If you've checked that your service survives a dead dependency, you've probably done it with a sleep(), a hand-wired proxy, and a test that passes on your laptop and flakes in CI.

Roll it yourself and you own all of this:

  • timing the fault with sleeps instead of the system's actual lifecycle,
  • driving the whole steady-state to fault to recovery sequence by hand,
  • keeping the checks honest every time the code changes.

Shinari makes it a test. One CLI, one YAML file, your real system via docker compose. The fault lands at the same point in the lifecycle every run, the whole sequence runs itself, and every run ends in a verdict you can gate a merge on, instead of a flaky one-off you wired together yourself.

Turn it should recover from an assumption into an assertion.

A crash is a test case

The whole harness is one YAML file. Write the failure you fear on the left — Shinari runs it for real on the right.
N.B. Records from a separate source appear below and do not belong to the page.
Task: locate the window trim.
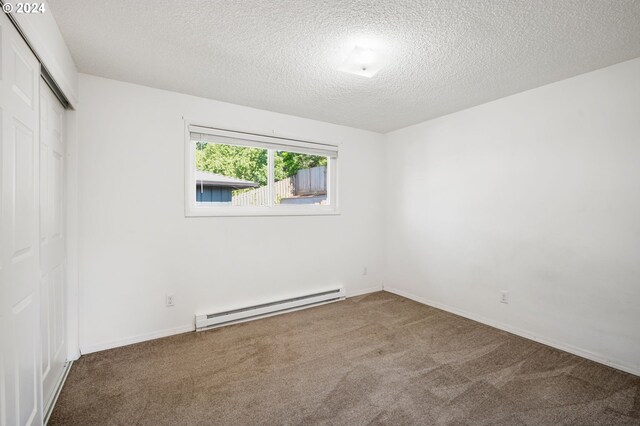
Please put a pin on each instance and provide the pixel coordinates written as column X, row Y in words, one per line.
column 192, row 209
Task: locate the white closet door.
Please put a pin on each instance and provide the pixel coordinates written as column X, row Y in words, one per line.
column 52, row 242
column 20, row 366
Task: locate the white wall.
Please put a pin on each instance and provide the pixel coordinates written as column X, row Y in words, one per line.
column 44, row 37
column 136, row 245
column 537, row 194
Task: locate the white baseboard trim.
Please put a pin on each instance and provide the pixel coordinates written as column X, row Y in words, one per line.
column 136, row 339
column 87, row 349
column 599, row 358
column 364, row 291
column 50, row 405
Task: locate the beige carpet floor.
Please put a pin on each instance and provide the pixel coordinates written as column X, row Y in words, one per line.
column 374, row 359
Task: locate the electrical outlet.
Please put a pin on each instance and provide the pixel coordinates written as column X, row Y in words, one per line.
column 169, row 300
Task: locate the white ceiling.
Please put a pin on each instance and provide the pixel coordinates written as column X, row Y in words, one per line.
column 283, row 55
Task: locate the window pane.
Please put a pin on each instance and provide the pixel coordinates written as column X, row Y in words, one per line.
column 300, row 178
column 230, row 175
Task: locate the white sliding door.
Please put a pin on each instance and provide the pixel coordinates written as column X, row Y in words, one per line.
column 20, row 366
column 52, row 242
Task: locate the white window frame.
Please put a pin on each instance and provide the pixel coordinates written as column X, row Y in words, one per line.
column 219, row 135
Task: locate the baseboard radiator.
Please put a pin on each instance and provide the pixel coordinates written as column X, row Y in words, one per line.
column 218, row 319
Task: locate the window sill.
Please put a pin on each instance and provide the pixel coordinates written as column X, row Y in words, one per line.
column 258, row 211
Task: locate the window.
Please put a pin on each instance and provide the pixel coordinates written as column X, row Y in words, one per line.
column 242, row 174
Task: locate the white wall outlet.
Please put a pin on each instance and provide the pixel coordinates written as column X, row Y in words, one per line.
column 169, row 300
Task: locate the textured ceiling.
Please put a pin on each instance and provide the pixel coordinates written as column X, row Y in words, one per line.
column 282, row 55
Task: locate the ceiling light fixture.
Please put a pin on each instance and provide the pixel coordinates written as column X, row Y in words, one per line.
column 363, row 62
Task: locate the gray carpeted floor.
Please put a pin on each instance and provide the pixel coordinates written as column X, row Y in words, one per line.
column 374, row 359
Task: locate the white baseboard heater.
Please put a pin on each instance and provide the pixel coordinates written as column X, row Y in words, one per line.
column 262, row 310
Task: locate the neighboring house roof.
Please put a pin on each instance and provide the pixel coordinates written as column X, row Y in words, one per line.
column 212, row 179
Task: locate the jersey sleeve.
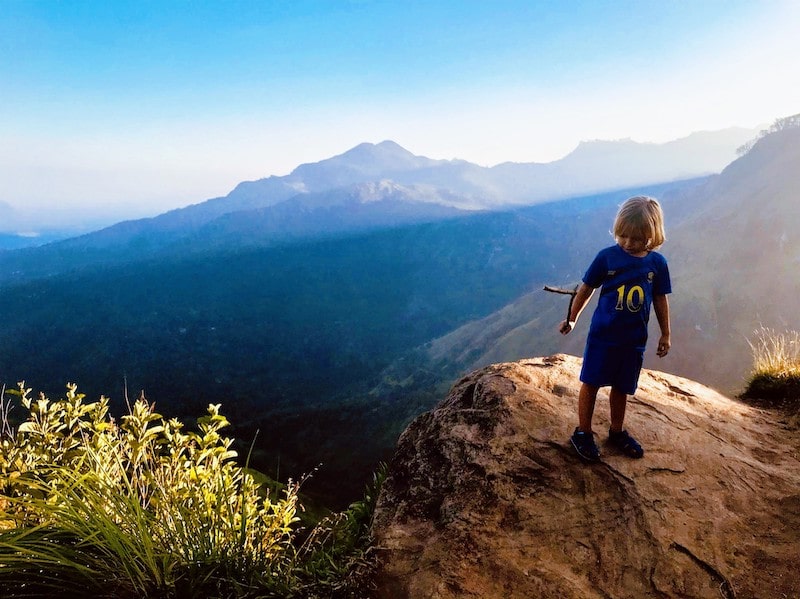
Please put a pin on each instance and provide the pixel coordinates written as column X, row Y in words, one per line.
column 662, row 285
column 597, row 271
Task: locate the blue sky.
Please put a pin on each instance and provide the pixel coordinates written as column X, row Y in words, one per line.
column 138, row 107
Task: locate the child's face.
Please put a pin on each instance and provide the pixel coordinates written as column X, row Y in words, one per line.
column 633, row 245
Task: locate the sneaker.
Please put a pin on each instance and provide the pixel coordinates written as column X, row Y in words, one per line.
column 585, row 446
column 625, row 443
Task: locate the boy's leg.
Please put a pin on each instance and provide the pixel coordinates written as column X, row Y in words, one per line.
column 618, row 401
column 617, row 435
column 586, row 400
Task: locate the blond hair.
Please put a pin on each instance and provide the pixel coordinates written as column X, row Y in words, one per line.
column 641, row 216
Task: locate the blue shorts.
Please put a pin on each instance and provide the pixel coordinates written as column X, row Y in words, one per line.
column 612, row 365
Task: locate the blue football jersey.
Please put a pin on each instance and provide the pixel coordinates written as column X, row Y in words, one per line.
column 628, row 285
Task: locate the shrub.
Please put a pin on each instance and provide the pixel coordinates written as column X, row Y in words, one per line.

scenarios/resilience/cache-outage.yml
kind: Scenario
name: checkout-survives-cache-outage

steadyState:            # only test a healthy system
  - run: http.get
    with: /health

method:
  - phase: "Kill the cache out from under the API"
    steps:
      - run: docker.kill
        with: redis
      - run: http.get   # checkout must answer without it
        with: /checkout/42
        as: rsp

  - phase: "Bring the cache back"
    steps:
      - run: docker.start
        with: redis

verify:
  - run: assert
    with: { of: "${.outputs.rsp.value.total}", equals: 19.90 }
    desc: "served from Postgres, priced correctly"
  - run: http.get
    with: /metrics
    as: metrics
  - run: assert
    with: { of: "${.outputs.metrics.value.p99_ms}", lt: 200 }
    desc: "p99 back under 200ms"
    finding: "cold cache spikes ~30s"
shinari run
$ shinari run

━━ checkout-survives-cache-outage ──────────────────────────
  steady     http.get
  method     docker.kill (fault injected)
             docker.kill
             http.get
             docker.start
  recovery   http.get
  verify     served from Postgres, priced correctly
             http.get
             p99 back under 200ms · FINDING: cold cache spikes ~30s

  ✔ PASSED · 1 finding held · 1.8s

1 scenario: 1 passed  1 finding held (2s)
reports → shinari-out/{results.json,junit.xml,findings.sarif,…}

See that finding:? A known gap stays documented, asserted, and green. The day someone fixes it, the run flips red and says promote this to a hard assertion. Your suite grows with your code.

Or drive it interactively

The same engine behind a terminal control center. Browse and search scenarios, read the run plan, and run one while the steady state, injected fault, recovery and verdict stream in live. One keystroke to shinari tui.

shinari tui

What you can break

Every capability is a namespaced verb. Eleven native providers ship in the binary — and you compose your own vocabulary in YAML, zero Go.

docker.kill

drop a container mid-flight

toxiproxy.partition

sever the link between two services

net.nxdomain

poison DNS for one hostname

toxiproxy.latency

add lag, watch the timeouts cascade

http.get · exec.run

probe real APIs, run any script

queue.poison_message

your domain verbs, composed in YAML

Browse all providers →

Where Shinari fits

Shinari proves resilience before you ship, not by experimenting on live production. That boundary keeps it one deterministic binary you can gate a merge with.

Reach for it when

  • you want to prove a service survives a dependency failure before it merges, not after it pages someone,
  • you want it in CI on every change, with the fault landing at the same point every time,
  • you want to reproduce a specific outage from nothing, no cluster or platform to stand up,
  • you'd otherwise script the fault by hand and want it reproducible and maintained, not a flaky one-off.

Reach for something else when

  • you are running experiments against live production traffic,
  • you need continuous fault injection across a fleet, with blast-radius controls and scheduling,
  • the faults you care about only exist in production infrastructure you cannot bring up locally.